The house was erected in 1835 by Captain Sylvester F. Atwood who operated the "Lady of the Lake" which carried cargo by river from Detroit to Mount Clemens. Originally the house was located on the east side of Gratiot Avenue just a few lots south of Shelby Road (now Cass Avenue).
During the nineteenth century the house had a number of owners including August Kimritz, a cigar manufacturer who operated his business in the adjoining building, and Edgar Weeks, a United States Congressman, who, according to various accounts, purchased the house in the late nineteenth century as a sentimental gesture for his wife. Congressman Weeks moved the house to its present location on Moross, then a part of the Ignace Moross farm.
In the twentieth century the house underwent several remodeling and redecorating projects. When Mark and Mabel Alpern purchased it in 1939, they made structural changes which joined the past and present as authentically as possible. The C. Bernard McGhees purchased the home in 1954 following the death of Mark Alpern. Several years later the McGhees redecorated the interior and installed an 1885 wrought iron fence manufactured in Canada.

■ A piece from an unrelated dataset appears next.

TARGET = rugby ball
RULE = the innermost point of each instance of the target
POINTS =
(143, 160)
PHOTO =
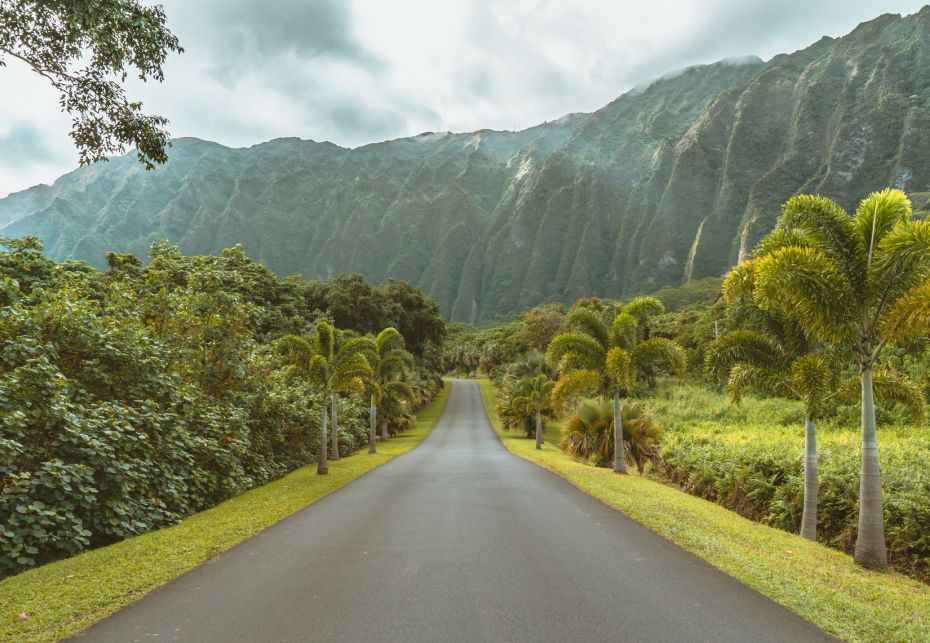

One of the outstanding features of the house is its large front porch with two story Doric columns characteristic of the Greek Revival style. The dark green shutters and blue ceilings of the porches are also typical ornamental touches. The basement has supporting beams of hand-hewn black walnut. Quarter-sawn oak makes up the flooring downstairs while the original twenty inch wide planks remain upstairs. The garage was once a two story barn located at the rear of the property. The current owners are Mike and Julie Laforge who purchased the property from C. Bernard McGhee in 1998.